2

I have a GCMLE experiment which has three learning objectives (consider these Task A, Task B, and Task C) within a single model_fn(). The inputs for all 3 objectives are the same (reading a body of text) and I would like to produce three separate predictions. However, for Task C I would like to properly mask some of the examples in the batch (~20% across each batch). Is the proper way to do this by simply weighting those samples that I want to mask by zero? Consider this loss function..

lossA = tf.reduce_mean(tf.losses.sparse_softmax_cross_entropy(
            labels=labelsA, logits=logitsA))

lossB = tf.reduce_mean(tf.losses.sparse_softmax_cross_entropy(
            labels=labelsB, logits=logitsB))

mask_weights = tf.to_float(tf.equal(x, y)) # returns 1 if x equals y, returns 0 if x != y
lossC = tf.reduce_mean(tf.losses.sparse_softmax_cross_entropy(
            labels=labelsC, logits=logitsC, weights=mask_weights))

loss = lossA + lossB + lossC

Essentially what I am trying to do is mask any samples in the batch where x != y so that there are no gradient updates to the model based on these examples as they relate to taskC. Is this anywhere near the desired effect? Is there a better way to implement the desired behavior?

I realize that I could split these up into separate experiments, but I would like to be able to have a shared embedding and also a single graph which I can upload into the GCMLE prediction service.

reese0106
  • 2,011
  • 2
  • 16
  • 46
  • I don't think combining the three tasks is a good idea.

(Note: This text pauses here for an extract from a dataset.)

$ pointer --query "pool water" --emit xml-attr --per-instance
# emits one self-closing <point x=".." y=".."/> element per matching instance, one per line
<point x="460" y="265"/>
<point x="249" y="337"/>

I think you are assuming that all the tasks will be simultaneously optimized. But, lossc functions more like a regularization term on loss a. So you will get the best loss a subject to having a reasonable loss c. – Lak Oct 28 '17 at 04:43
  • @LakLakshmanan thanks for the response! I actually think that this regularization is the intended behavior that I am looking to experiment with. I was inspired by this blogpost: http://ruder.io/multi-task-learning-nlp/ so I would like to introduce auxiliary tasks and jointly train them. Given this context, is there still a different way that you would recommend implementing this in TF? I know that Keras has multi-task learning built in: https://keras.io/getting-started/functional-api-guide/#multi-input-and-multi-output-models and I have seen good results I would like to replicate with TF. – reese0106 Oct 28 '17 at 13:27
  • @LakLakshmanan irrespective of the way that I combine the loss, would passing a weight of zero for lossC effectively mask those samples from resulting in any gradient updates or would you suggest a separate way to mask samples within a custom loss function? – reese0106 Oct 28 '17 at 13:31
  • Interesting overview of multitask learning! Thanks for sharing. The problem you have is that in your case, the effective batch size for loss c is now lower. Gradient updates always apply to all weights, but they will be heavily focused on loss a and loss b. – Lak Oct 28 '17 at 15:23
  • That makes sense! So while I recognize that there are likely issues with reducing the effective batch size of C (I will consider alternatives that do not do that based on your advice) would your response also mean that multiplying by a weight of zero would be the best implementation if I were to try this approach and see what happens? – reese0106 Oct 28 '17 at 16:40
  • 1
    Yes, applying a binary mask is the best approach. That is how tf.layers.dropout is implemented, for example. – Lak Oct 28 '17 at 17:06

1 Answers1

0

To summarize the comments -- Applying a binary mask to the loss function as described in the post seems to be the appropriate way to mask the loss function. However, there may be other unintended consequences from reducing the effetive batch size of C that would discourage this approach.

reese0106
  • 2,011
  • 2
  • 16
  • 46